Who are your inspirations then? Are they only shoegaze legends like MBV and RIDE or you don’t stick to one genre?
Definitely shoegaze legends (mainly My Bloody Valentine) have influenced us a lot, along with The Jesus and Mary Chain and The Velvet Underground and Mazzy Star; we also love the psych scene, starting from the milestones Spacemen 3, Loop, The Brian Jonestown Massacre... But we listen to a wide range of music and all of it somehow inspires us, from Debussy to The Stooges.
|Des fleurs magiques bourdonnaient|
I found “Des fleurs magiques bourdonnaient” one of the best albums of 2016 and I wasn’t the only one to do so (Shoegazer Alive appreciated it as well). How do you create such a good album? Did it take long or was it more a spontaneous thing?
Thanks a lot! Well, I (Sebastian) was in a rough period when I started crafting these songs, and I'd like to believe that fuzzy music was a sort of therapy. I was very keen on adding Indian tanpura drones, using certain guitar tunings where the interaction between strings produce hypnotic rapture, and staying very minimal with structure. It didn't take much time, at rehearsals we arranged the songs together very quickly, but it was like ripping what we had sown in the previous months of touring and rehearsals. The four of us had developed our own language, and we can say this album actually represents us.
I would like to mention also the sound engineers, Alessio Pindinelli and Fabio Galeone from Wax Studio, who are really great guys and made an awesome work with us.
The title comes from Arthur Rimbaud’s poem from "Illuminations" anthology. What does it mean to you?
We found this poem somehow resonating with what we were doing. Its dream-like, hallucinatory poetry is a fuzzy voice from the subconscious. Quite much a shoegaze thing, isn't it? Also, in our modest way we plunged into the language of Myth and in terms of song structure we looked for essentiality. Finally, "Illuminations" are made up of self-contained idylls, like our album, where each song is quite apart from the others.
|"Illuminations" by Arthur Rimbaud|
My favourite song from “Des fleurs…” is “Blame”. The lyrics are pretty heavy, was it inspired by real events? How was it created?

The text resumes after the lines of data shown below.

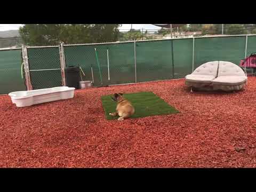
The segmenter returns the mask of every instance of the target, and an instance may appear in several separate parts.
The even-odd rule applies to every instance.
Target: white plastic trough
[[[60,86],[36,90],[17,91],[10,93],[12,101],[18,107],[70,99],[74,97],[74,87]]]

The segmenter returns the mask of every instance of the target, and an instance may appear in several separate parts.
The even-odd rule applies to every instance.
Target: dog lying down
[[[112,99],[117,102],[116,112],[109,113],[109,115],[119,117],[117,120],[123,121],[124,118],[128,118],[133,115],[135,112],[134,108],[131,102],[123,97],[122,93],[115,93]]]

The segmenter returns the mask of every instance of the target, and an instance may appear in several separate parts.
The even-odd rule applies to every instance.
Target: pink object
[[[256,54],[251,55],[242,60],[239,65],[240,67],[256,68]]]

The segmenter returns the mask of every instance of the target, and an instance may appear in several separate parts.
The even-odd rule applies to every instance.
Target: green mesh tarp
[[[0,94],[26,90],[21,60],[21,49],[0,51]]]
[[[211,61],[227,61],[239,65],[244,57],[245,36],[195,39],[195,67]]]
[[[174,78],[184,78],[192,73],[193,39],[173,40]]]
[[[97,62],[95,49],[97,52],[100,69]],[[108,57],[109,65],[108,78]],[[134,44],[133,43],[65,46],[66,65],[80,66],[85,74],[83,81],[92,81],[91,67],[92,66],[94,85],[130,83],[134,82]]]
[[[137,82],[172,78],[172,58],[170,40],[137,42]]]
[[[29,47],[27,51],[33,89],[62,86],[59,47]]]
[[[247,39],[246,57],[249,56],[251,54],[253,53],[256,53],[256,36],[248,36]],[[243,58],[242,58],[243,59]]]

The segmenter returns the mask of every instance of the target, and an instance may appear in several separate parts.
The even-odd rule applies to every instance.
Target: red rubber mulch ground
[[[256,78],[235,93],[190,93],[184,79],[93,88],[18,108],[0,96],[0,167],[256,167]],[[105,119],[100,97],[153,91],[180,113]]]

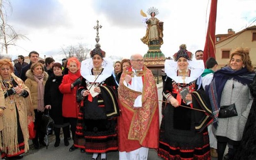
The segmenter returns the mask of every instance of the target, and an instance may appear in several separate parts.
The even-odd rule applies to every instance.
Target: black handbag
[[[237,116],[235,103],[221,106],[219,112],[219,118],[225,118]]]
[[[44,111],[41,119],[40,130],[47,135],[52,134],[54,128],[54,121],[50,116],[49,109]]]

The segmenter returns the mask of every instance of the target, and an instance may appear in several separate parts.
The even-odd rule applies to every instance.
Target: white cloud
[[[176,52],[181,44],[194,53],[203,50],[211,0],[12,0],[13,13],[8,23],[16,32],[30,40],[19,40],[19,47],[12,47],[12,55],[28,55],[32,50],[47,56],[60,56],[62,47],[87,44],[94,48],[98,20],[101,49],[107,56],[129,58],[133,53],[144,54],[148,47],[140,38],[146,32],[141,22],[140,9],[146,12],[155,6],[157,17],[164,22],[161,50],[166,57]],[[238,32],[256,19],[255,0],[219,0],[216,34],[226,33],[231,28]],[[256,23],[253,25],[256,25]],[[59,54],[57,56],[57,54]],[[56,56],[55,56],[56,55]],[[60,58],[58,58],[60,59]]]

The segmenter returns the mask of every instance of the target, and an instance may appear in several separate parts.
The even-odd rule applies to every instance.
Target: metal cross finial
[[[98,25],[98,21],[96,21],[97,22],[97,25],[94,27],[94,29],[96,30],[96,38],[95,40],[97,43],[99,41],[99,37],[98,36],[98,29],[101,29],[102,26],[101,25]]]

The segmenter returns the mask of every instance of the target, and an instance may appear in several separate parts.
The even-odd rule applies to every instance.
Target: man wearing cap
[[[122,73],[118,89],[119,160],[147,160],[149,148],[159,146],[157,88],[142,56],[132,55],[130,60],[131,66]]]
[[[29,54],[30,60],[30,63],[29,64],[24,66],[21,69],[21,79],[25,82],[27,77],[26,75],[26,72],[30,69],[31,65],[35,63],[38,62],[39,60],[39,53],[36,51],[31,51]]]
[[[21,75],[21,68],[29,64],[27,63],[24,62],[25,58],[22,55],[18,56],[18,63],[14,64],[14,66],[16,67],[18,73],[20,77]]]

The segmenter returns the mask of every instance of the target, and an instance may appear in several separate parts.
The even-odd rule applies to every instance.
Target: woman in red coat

I (Laura) remember that “Blame” was one of the first songs of the album to be created. We had played for the first time the main parts at rehearsals on one evening, and the day after I composed the lyrics. I usually try to imagine what kind of mood or situation the music reminds me of... It was not inspired by real events, it was just a tough period for me. It's about someone seeing and feeling terrifying, insane visions, and he knows it's all in his head but can't stop thinking and feeling those things, so besides being scared he also blames himself for this.
What are your plans for 2017? Are you planning a European tour perhaps?
We would like to play live as much as possible. In 2016 we played UK, France, Belgium, Italy, Switzerland and Austria; now we are in talks for some gigs in Sicily and probably we're going to play once more France and Switzerland in April; but it would be great to play in other areas too.